緊接着到了中午,盛大的軍宴開始了,吃過午飯,是文藝表演環節,方苗苗福利院參與演出的兒童們,坐着白色面包車,及時趕到了會場。
排演了一個月的“花蝶紛飛”大型歌舞,今天就要上台正式亮相了,方缇作為80名參與表演兒童們中的一員,一大早就被老師們排隊畫好了妝,臉上塗抹了黃黑相見的橫條,他不是“花”,也不是“蝶”,而是助演的20多隻小蜜蜂中的一員。
本來以方缇的美貌和身材健全,他是可以作為門面放到舞蹈隊的中間的,可惜這孩子被老師評價“沒感情”,即使跳着歡樂的舞蹈,也是面無表情,慢慢地就被老師給“往後稍稍”,稍到隊伍末尾了,不過沒關系,方缇覺得他和他盼盼哥的舞姿簡直是天差地别,老師讓他站在最後一排,他能理解。
進到了福利院後,這個小苗苗幾乎是被拔苗助長了,他原來在家裡住着,雖說父親大壯原本的房子規劃圖裡沒有他小葡萄的位置,隻得住在小房間裡,他也沒覺得有什麼,畢竟父親于浩海跟他解釋了,他是意外出生的小孩,在房子裝修那兩年,他和方傾隻是把方盼盼和于皓南的房間盡可能擴大,根本沒想到他會在幾年後出生。
方缇大方表示,他能理解。
然後是每天坐着車到清正學園裡上學,沒有看到過什麼人間疾苦,隻是在醫院的助養院裡,看到過幾個可憐的“小病孩兒”,很是同情,不過大部分都能被聞爸爸治好,這促使他越發覺得醫生真的好偉大。
可到了這福利院,四周打眼一看,發現“小病孩兒”可是比醫院棄養的多得多了,能抛棄在醫院裡,起碼家人還想方設法治過了,但直接丢棄在福利院外面的“小病孩兒”,有的甚至病入膏肓,進園沒多久,就白色塑料袋一裝,無害化處理了,小孩子,是不用辦葬禮的。
福利院裡的收入若說隻在教育和生活花費上,國家那麼三番五次撥款,是能維持生計的,但最怕的,卻是接收了病孩兒。
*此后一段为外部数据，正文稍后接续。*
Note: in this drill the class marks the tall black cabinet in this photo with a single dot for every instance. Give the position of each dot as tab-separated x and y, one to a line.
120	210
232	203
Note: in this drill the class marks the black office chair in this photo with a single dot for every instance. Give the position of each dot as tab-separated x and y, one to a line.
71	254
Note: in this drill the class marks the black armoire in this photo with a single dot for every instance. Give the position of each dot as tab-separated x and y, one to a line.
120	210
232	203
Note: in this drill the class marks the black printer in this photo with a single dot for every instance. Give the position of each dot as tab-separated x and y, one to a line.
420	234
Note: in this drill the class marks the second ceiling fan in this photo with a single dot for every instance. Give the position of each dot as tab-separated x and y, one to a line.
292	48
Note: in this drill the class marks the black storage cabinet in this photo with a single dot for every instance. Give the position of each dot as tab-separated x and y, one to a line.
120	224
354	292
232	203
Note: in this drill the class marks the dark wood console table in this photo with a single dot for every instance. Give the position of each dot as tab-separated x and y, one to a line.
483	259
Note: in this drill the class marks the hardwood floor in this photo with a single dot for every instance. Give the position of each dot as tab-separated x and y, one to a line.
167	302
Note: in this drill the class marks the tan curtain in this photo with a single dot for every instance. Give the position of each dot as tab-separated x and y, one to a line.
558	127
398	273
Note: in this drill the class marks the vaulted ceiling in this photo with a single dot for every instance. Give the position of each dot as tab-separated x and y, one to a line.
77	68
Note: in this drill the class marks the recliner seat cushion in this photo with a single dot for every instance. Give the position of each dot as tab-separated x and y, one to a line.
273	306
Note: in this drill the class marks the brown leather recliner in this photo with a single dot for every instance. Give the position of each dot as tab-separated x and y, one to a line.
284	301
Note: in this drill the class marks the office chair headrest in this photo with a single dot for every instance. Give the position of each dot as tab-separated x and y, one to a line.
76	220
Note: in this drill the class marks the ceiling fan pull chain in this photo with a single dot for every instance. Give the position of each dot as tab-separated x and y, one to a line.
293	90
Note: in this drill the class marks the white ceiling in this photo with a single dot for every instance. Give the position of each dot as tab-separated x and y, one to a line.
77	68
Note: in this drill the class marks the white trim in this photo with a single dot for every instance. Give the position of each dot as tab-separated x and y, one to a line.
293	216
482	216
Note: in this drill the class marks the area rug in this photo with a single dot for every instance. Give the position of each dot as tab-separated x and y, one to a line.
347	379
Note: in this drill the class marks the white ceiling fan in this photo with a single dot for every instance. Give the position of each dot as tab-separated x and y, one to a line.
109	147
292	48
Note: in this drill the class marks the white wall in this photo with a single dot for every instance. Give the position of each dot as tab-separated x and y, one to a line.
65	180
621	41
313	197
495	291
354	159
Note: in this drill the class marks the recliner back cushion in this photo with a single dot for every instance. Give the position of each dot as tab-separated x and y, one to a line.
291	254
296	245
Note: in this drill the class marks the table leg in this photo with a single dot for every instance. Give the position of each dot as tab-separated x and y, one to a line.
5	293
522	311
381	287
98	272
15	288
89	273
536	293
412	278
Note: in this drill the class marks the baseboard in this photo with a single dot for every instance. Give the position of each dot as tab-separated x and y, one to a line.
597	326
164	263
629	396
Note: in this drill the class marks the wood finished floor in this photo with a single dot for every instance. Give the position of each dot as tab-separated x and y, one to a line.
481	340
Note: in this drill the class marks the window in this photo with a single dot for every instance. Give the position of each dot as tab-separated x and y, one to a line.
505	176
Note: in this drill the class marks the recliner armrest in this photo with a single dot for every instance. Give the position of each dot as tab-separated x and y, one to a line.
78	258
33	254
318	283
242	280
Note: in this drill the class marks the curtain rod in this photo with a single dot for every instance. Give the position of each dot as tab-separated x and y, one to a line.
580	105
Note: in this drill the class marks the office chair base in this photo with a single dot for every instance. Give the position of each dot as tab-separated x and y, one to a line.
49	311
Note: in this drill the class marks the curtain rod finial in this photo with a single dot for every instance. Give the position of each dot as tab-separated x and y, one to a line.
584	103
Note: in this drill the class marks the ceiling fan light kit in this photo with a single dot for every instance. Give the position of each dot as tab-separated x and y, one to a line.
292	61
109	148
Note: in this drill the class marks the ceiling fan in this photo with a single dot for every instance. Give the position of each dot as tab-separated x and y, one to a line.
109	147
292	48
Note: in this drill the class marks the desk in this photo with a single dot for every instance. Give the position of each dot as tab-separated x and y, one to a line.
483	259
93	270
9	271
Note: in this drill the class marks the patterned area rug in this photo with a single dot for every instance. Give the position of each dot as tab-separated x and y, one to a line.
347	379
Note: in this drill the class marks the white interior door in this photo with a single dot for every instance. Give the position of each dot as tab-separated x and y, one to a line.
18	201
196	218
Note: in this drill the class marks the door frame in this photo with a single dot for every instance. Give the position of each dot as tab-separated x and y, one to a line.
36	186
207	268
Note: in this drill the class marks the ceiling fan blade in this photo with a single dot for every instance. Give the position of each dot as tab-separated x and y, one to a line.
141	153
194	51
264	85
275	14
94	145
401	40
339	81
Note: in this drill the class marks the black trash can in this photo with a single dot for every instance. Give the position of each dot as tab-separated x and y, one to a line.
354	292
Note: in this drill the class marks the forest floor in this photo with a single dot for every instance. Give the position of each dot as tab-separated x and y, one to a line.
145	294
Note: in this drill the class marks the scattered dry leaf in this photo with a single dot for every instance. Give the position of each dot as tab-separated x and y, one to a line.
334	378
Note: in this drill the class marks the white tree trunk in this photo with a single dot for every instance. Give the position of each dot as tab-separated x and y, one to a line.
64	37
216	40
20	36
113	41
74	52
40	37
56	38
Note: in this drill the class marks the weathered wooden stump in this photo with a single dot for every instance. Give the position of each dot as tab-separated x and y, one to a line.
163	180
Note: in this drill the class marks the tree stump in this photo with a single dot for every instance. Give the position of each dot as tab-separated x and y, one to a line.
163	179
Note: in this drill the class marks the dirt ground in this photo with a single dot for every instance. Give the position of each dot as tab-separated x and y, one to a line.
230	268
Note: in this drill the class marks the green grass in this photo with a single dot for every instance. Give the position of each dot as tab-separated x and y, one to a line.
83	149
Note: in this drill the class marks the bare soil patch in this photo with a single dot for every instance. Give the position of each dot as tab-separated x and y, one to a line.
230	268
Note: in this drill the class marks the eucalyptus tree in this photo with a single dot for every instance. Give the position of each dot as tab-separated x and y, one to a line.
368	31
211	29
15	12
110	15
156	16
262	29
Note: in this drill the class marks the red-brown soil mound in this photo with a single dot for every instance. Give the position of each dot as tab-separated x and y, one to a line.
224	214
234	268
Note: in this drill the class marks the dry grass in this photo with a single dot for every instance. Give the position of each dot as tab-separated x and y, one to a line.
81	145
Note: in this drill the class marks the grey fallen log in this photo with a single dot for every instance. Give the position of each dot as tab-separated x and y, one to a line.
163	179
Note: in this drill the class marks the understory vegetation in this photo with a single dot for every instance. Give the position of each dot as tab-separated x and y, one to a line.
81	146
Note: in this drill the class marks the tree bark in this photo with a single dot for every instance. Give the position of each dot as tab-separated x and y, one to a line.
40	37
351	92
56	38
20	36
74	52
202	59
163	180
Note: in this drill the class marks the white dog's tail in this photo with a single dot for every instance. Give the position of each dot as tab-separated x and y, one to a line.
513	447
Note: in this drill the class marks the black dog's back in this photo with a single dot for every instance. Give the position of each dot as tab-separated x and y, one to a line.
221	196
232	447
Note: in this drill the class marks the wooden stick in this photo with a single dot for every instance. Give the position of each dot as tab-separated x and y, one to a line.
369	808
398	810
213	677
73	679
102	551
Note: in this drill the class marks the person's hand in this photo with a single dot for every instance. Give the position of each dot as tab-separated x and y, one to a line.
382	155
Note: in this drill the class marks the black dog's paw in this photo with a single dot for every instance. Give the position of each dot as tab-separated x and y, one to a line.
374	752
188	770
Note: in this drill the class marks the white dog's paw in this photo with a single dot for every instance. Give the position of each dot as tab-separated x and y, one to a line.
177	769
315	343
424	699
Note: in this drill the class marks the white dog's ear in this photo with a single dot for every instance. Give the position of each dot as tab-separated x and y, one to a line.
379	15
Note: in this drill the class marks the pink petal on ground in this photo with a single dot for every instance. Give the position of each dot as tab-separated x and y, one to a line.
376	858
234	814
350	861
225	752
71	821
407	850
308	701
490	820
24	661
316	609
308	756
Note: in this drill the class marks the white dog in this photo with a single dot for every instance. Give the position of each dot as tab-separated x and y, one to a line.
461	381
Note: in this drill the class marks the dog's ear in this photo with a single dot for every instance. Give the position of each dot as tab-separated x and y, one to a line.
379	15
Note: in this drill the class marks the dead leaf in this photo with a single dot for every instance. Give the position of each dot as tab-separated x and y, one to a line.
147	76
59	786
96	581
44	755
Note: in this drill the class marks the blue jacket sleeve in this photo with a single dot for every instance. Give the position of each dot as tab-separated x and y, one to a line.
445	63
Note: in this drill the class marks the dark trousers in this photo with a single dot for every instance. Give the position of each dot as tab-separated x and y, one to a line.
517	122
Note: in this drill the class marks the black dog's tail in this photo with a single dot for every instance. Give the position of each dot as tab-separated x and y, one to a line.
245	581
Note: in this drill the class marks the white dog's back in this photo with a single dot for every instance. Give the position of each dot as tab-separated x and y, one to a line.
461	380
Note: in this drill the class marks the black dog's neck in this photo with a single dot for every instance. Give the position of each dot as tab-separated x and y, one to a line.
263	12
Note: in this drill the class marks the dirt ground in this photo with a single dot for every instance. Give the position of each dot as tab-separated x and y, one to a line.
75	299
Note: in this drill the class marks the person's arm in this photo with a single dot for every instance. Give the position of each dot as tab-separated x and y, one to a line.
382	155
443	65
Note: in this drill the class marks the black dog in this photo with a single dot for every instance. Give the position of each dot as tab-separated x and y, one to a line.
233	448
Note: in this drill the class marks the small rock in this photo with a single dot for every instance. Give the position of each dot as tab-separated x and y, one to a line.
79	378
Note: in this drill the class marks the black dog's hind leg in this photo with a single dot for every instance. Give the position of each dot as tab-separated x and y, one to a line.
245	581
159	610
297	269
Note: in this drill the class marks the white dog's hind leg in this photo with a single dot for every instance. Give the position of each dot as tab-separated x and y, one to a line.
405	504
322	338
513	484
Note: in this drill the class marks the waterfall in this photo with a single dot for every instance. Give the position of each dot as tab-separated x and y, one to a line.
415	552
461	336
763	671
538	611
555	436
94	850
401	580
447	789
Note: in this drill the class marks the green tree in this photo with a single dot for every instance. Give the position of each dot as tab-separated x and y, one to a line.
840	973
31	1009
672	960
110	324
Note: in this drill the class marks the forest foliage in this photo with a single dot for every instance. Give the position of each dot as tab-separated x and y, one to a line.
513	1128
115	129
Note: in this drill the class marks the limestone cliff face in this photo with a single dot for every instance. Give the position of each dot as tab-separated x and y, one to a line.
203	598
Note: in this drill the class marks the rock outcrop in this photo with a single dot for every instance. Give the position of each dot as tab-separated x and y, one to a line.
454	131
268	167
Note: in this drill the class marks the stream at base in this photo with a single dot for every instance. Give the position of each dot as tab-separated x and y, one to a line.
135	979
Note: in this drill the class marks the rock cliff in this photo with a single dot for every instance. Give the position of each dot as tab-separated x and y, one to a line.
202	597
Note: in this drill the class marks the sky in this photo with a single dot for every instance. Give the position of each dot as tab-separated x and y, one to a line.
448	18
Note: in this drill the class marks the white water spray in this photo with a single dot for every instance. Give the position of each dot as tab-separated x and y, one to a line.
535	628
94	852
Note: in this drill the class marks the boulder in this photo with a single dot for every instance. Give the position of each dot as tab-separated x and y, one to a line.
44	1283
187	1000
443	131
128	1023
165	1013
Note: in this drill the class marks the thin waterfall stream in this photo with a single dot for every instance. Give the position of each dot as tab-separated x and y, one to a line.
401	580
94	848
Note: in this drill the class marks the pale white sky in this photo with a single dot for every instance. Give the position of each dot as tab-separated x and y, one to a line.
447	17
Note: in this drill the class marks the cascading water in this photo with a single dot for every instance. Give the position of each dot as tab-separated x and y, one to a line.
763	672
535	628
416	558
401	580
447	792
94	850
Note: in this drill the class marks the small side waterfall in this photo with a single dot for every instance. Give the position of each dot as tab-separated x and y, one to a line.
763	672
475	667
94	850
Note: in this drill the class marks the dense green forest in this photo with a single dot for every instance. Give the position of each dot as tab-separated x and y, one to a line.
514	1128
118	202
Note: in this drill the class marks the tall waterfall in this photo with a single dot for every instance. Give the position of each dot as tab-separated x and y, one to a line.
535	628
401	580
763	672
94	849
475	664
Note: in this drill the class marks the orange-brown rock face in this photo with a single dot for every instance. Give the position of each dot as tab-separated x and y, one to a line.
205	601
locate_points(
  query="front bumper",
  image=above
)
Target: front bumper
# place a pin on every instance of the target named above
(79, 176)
一旦進入醫療流程,有些隻一個孩子,就花費百萬,甚至即便福利院掏出了百萬,有的都過不了兩年,小小的生命便隕落了。
福利院想過解決辦法,就是在門外幾裡地開外,都放置監控攝像頭,隻要有人棄嬰或是棄孩兒,園裡立刻發出噪音般的提示音,保安們迅猛出擊,抓住棄養人,勒令他們帶回孩子。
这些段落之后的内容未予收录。